Delayed care during pregnancy and postpartum linked to poor maternal mental health: evidence in the United States

ORCID Icon, , , &
Received 19 Jan 2024, Accepted 30 Apr 2024, Published online: 09 May 2024
 

ABSTRACT

Background

Mental health disorders are important prenatal and postpartum health complications. In the rapidly changing healthcare landscape, concerns have been raised about maternal mental well-being in the United States. This study aimed to investigate the relationship between delayed perinatal care and women’s mental health during pregnancy and postpartum.

Methods

We conducted a cross-sectional survey from March through April, 2022, of women currently pregnant (n = 590) or one-year postpartum (n = 525).

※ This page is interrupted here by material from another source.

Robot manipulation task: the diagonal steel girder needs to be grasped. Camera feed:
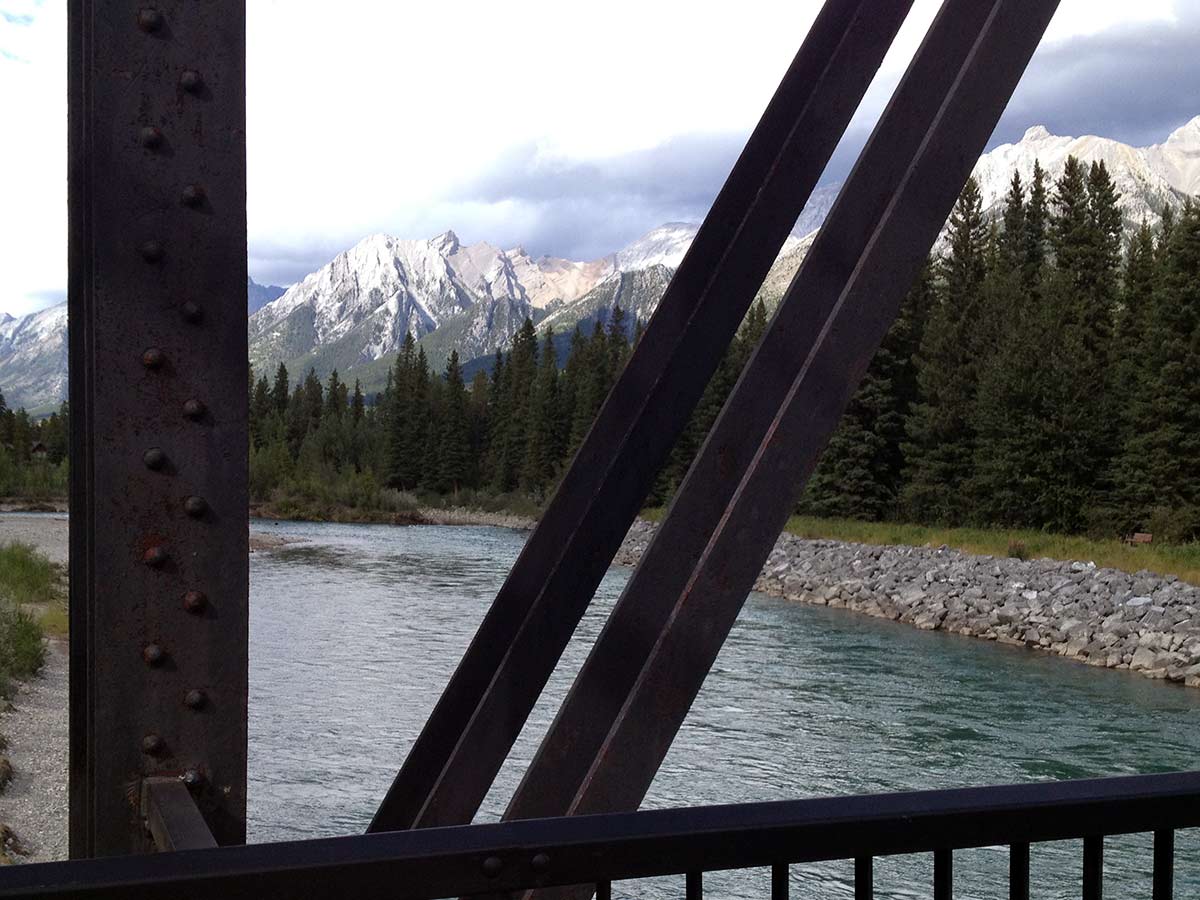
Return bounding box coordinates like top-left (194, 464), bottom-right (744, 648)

A generalised linear model examined the association of delayed care during pregnancy and postpartum with mental health outcomes, specifically Major Depressive Disorder (MDD) and Generalised Anxiety Disorder (GAD).

Results

Individuals who experienced delayed care tended to exhibit higher rates of mental health symptoms compared to those without delays, especially during postpartum (69.4% vs. 30.7% for MDD; 46.6% vs. 24.8% for GAD). The results from multivariable regression analysis were consistent, showing a greater prevalence of MDD (aPR [adjusted Prevalence Ratio] 2.25, 95%CI 1.82–2.79; p < .001) and GAD (aPR 2.00, 95%CI 1.53–2.61; p < .001), respectively, when delays in postpartum care occurred. Reasons for delayed care, such as financial and time issues, lack of transportation, nervousness about seeing a doctor, and rural residency, were associated with increased mental health symptoms.

Conclusion

The current analysis highlights the significant adverse health impact of delayed care among pregnant and postpartum women. Continued, targeted efforts to reduce practical barriers to accessing prenatal and postpartum care are required to ensure maternal mental health.

Disclosure statement

No potential conflict of interest was reported by the author(s).

Data availability statement

De-identified datasets generated and analysed in the present study may be provided to researchers upon request to the study’s principal investigator, Dr. Jeffrey Howard (email: [email protected]).

Additional information

Funding

This study was funded in part by the Lutcher Brown Fellowship through the University of Texas at San Antonio (Dr. J. Howard).